Trois professeurs de trois facultés (Édith Vézina, Hector Quiroz et François Charron) ont présenté un nouvel espace d’apprentissage facultaire et se sont prêtés à une période de questions de l’animateur, Jean-Sébastien Dubé, responsable de la veille et de la gestion des connaissances au SSF, et aux questions de l’assistance.

Les salles

Si la majorité des salles de classe ressemblent encore aujourd’hui à celles des siècles derniers, on voit tout de même des transformations qui laissent voir qu’un changement majeur (dirait-on une évolution?) est en cours. L’activité du 30 novembre a permis à plus d’une soixantaine de personnes de prendre connaissance de trois types de salles qui existent à l’Université de Sherbrooke.

La salle d’apprentissage actif de la Faculté de droit est une vaste pièce contenant 10 îlots de travail, chaque îlot disposant d’un grand écran DEL et d’un tableau de verre pour écrire. On y trouve aussi une console centrale pour le professeur dotée de deux systèmes interactifs de contrôle des affichages sur écran.

Le Centre de simulation PRACCISS (promotion, recherche et apprentissage des compétences cliniques et interprofessionnelles en sciences de la santé) de la Faculté de médecine et des sciences de la santé comprend plusieurs espaces d’apprentissage : salles procédurales, salle de simulation virtuelle, salle de simulation chirurgicale, salles de simulation haute-fidélité et salles de débriefing.

Le studio de création de la Faculté de génie est un projet de fab lab (laboratoire de fabrication) technologique où il sera possible non seulement d’assembler des prototypes mais également de les fabriquer. Il comprendra aussi une salle d’idéation et un hall d’entrée servant de salle d’exposition.

Les visées et les défis

Édit Vézina et la salle d’apprentissage actif

Pour la professeure Vézina, la salle d’apprentissage actif permet des modalités pédagogiques qui s’appuient sur une préparation hors cours afin que les séances en classe deviennent des occasions d’approfondir des notions par l’analyse de situations réelles et ce, en équipe : on parle de coconstruction des savoirs soutenue par les interventions du professeur.

Au départ on craignait que certains étudiants profitent du travail d’équipe pour éviter de faire les préparations attendues pour chaque séance en salle, mais on s’est vite rendu compte qu’au contraire, les étudiants qui étaient préparés ont tancé ceux qui n’avaient pas fait leurs devoirs, leur faisant savoir qu’ils nuisaient à leurs apprentissages. Il y a eu autorégulation au sein même des équipes d’étudiants.

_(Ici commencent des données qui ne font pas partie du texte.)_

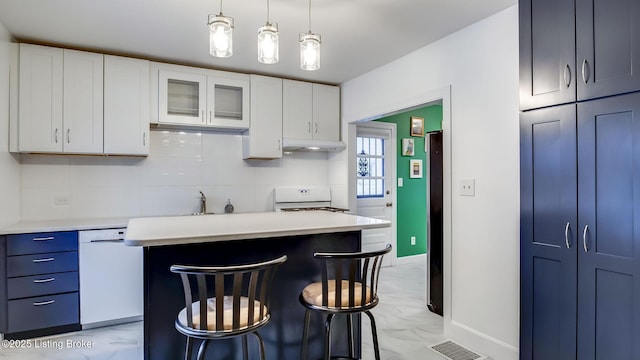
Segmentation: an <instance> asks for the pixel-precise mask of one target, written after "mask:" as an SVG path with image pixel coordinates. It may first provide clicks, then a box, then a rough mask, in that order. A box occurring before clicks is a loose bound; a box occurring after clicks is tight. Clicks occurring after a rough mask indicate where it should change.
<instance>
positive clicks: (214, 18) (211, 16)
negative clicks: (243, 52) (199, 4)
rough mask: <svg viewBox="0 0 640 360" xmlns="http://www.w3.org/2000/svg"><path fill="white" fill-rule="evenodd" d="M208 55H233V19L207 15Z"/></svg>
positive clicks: (227, 17)
mask: <svg viewBox="0 0 640 360" xmlns="http://www.w3.org/2000/svg"><path fill="white" fill-rule="evenodd" d="M208 25H209V53H210V54H211V55H212V56H215V57H221V58H225V57H230V56H231V55H233V18H230V17H228V16H223V15H222V13H220V14H218V15H214V14H209V22H208Z"/></svg>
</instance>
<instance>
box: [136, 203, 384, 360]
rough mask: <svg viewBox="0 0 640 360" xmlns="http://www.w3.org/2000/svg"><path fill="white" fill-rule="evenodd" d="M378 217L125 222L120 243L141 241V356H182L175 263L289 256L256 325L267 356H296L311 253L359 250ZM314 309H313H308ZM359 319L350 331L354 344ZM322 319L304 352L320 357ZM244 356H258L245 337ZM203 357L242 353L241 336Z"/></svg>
mask: <svg viewBox="0 0 640 360" xmlns="http://www.w3.org/2000/svg"><path fill="white" fill-rule="evenodd" d="M388 226H390V223H389V222H388V221H384V220H378V219H373V218H365V217H360V216H355V215H349V214H342V213H332V212H325V211H304V212H292V213H285V212H270V213H247V214H224V215H199V216H173V217H154V218H138V219H132V220H130V221H129V225H128V229H127V236H126V239H125V244H126V245H130V246H143V247H144V354H145V359H146V360H163V359H172V360H174V359H180V358H184V344H185V337H184V336H182V335H181V334H179V333H178V332H177V330H175V328H174V321H175V318H176V315H177V314H178V312H179V311H180V309H181V308H182V307H184V306H185V304H184V293H183V290H182V284H181V282H180V277H179V276H178V275H176V274H173V273H171V272H170V271H169V267H170V266H171V265H173V264H188V265H235V264H242V263H249V262H259V261H264V260H268V259H273V258H276V257H279V256H281V255H287V256H288V260H287V262H286V263H284V264H283V265H282V266H281V267H280V269H279V270H278V273H277V275H276V278H275V280H274V289H272V291H273V292H272V294H273V295H272V304H271V313H272V318H271V321H270V323H269V324H267V325H266V326H265V327H263V328H262V329H261V330H260V333H261V334H262V336H263V338H264V342H265V349H266V353H267V358H269V359H281V360H288V359H298V358H299V354H300V346H301V339H302V328H303V318H304V307H303V306H302V305H300V303H299V302H298V296H299V294H300V292H301V291H302V289H303V288H304V287H305V286H306V285H307V284H309V283H310V282H314V281H319V280H320V271H319V266H318V264H317V263H316V261H315V260H314V258H313V253H314V252H319V251H320V252H327V251H329V252H331V251H339V252H340V251H345V252H352V251H360V249H361V231H362V230H364V229H371V228H380V227H388ZM314 315H317V314H314ZM359 324H360V321H359V319H358V320H357V321H355V324H354V325H355V326H354V330H355V333H356V334H355V338H356V339H357V340H358V341H357V344H358V345H357V348H358V351H359V348H360V341H359V340H360V326H359ZM323 333H324V321H323V319H322V318H321V317H320V316H317V317H313V318H312V328H311V331H310V342H309V355H310V356H309V358H319V357H322V349H323V347H322V341H323ZM332 333H333V335H334V336H333V338H334V339H335V340H334V341H333V344H332V348H333V349H335V350H336V351H335V353H346V351H347V349H346V341H345V340H346V326H344V324H343V322H335V323H334V325H333V327H332ZM249 344H250V345H249V347H250V357H252V358H254V357H255V356H256V355H257V351H256V348H257V346H256V345H255V342H254V341H253V339H251V340H250V342H249ZM207 350H208V351H207V357H206V358H207V359H240V358H242V351H241V342H240V341H239V339H232V340H221V341H214V342H213V343H212V344H211V345H210V346H209V347H208V348H207Z"/></svg>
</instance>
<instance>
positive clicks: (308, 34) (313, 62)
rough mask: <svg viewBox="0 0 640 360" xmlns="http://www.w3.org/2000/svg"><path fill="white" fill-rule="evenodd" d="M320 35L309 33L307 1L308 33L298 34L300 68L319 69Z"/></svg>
mask: <svg viewBox="0 0 640 360" xmlns="http://www.w3.org/2000/svg"><path fill="white" fill-rule="evenodd" d="M320 43H321V40H320V34H314V33H312V32H311V0H309V32H306V33H300V68H301V69H302V70H308V71H313V70H318V69H320Z"/></svg>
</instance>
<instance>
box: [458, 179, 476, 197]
mask: <svg viewBox="0 0 640 360" xmlns="http://www.w3.org/2000/svg"><path fill="white" fill-rule="evenodd" d="M460 196H476V180H475V179H464V180H460Z"/></svg>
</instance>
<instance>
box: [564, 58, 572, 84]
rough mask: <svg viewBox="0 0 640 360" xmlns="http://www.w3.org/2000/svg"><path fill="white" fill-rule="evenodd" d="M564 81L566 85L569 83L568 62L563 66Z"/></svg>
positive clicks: (570, 83) (570, 74)
mask: <svg viewBox="0 0 640 360" xmlns="http://www.w3.org/2000/svg"><path fill="white" fill-rule="evenodd" d="M564 83H565V85H567V87H569V86H570V85H571V68H570V67H569V64H567V65H566V66H565V67H564Z"/></svg>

La salle d’apprentissage actif se prête bien à un décloisonnement des matières, ce qui a
pour effet d’encourager leur intégration par leur mise en commun. Le rôle du professeur consiste essentiellement à soutenir cette intégration, laquelle est fort prisée des futurs diplômés qui, au lieu d’arriver sur le marché du travail avec un bagage de connaissances et de devoir prendre un certain temps pour s’adapter, sont immédiatement prêts à s’insérer professionnellement.

La technologie n’est pas absolument nécessaire pour faire de l’apprentissage actif

La professeure Vézina mentionne que l’apprentissage actif est très exigeant pour les étudiants, au point que certains négligent leurs autres cours réguliers (moins d’investissement). Il serait donc impossible d’offrir cinq cours en apprentissage actif dans une même session. Enfin, et elle insiste sur ce point, la technologie n’est pas absolument nécessaire pour faire de l’apprentissage actif. Voilà de quoi rassurer les enseignants qui sont intéressés par l’apprentissage actif mais que le côté technologique rebute. En conclusion, selon la professeure Vézina, la technologie ne remplacera pas le professeur mais le rôle de celui-ci changera : il devra apprendre à accompagner les étudiants et à répondre à des questions qui débordent la matière, ce qui est très exigeant.

Hector Quiroz et le Centre de simulation

Selon le professeur Hector Quiroz, le Centre de simulation PRACCISS permet le développement d’habiletés cliniques des futurs diplômés en sciences de la santé et ce, dans un contexte d’apprentissage collaboratif et interdisciplinaire. L’apprentissage dans des salles de simulation est en pleine expansion à la Faculté de médecine et des sciences de la santé, au point où il occupe passablement l’espace d’une aile du Campus de la santé. Si les simulateurs forment d’excellents substituts, la technologie n’a pas encore réussi à donner aux apprenants la sensation des tissus réels. Un jour… Peut-être pas si loin. En attendant, on est à la fine pointe de la technologie.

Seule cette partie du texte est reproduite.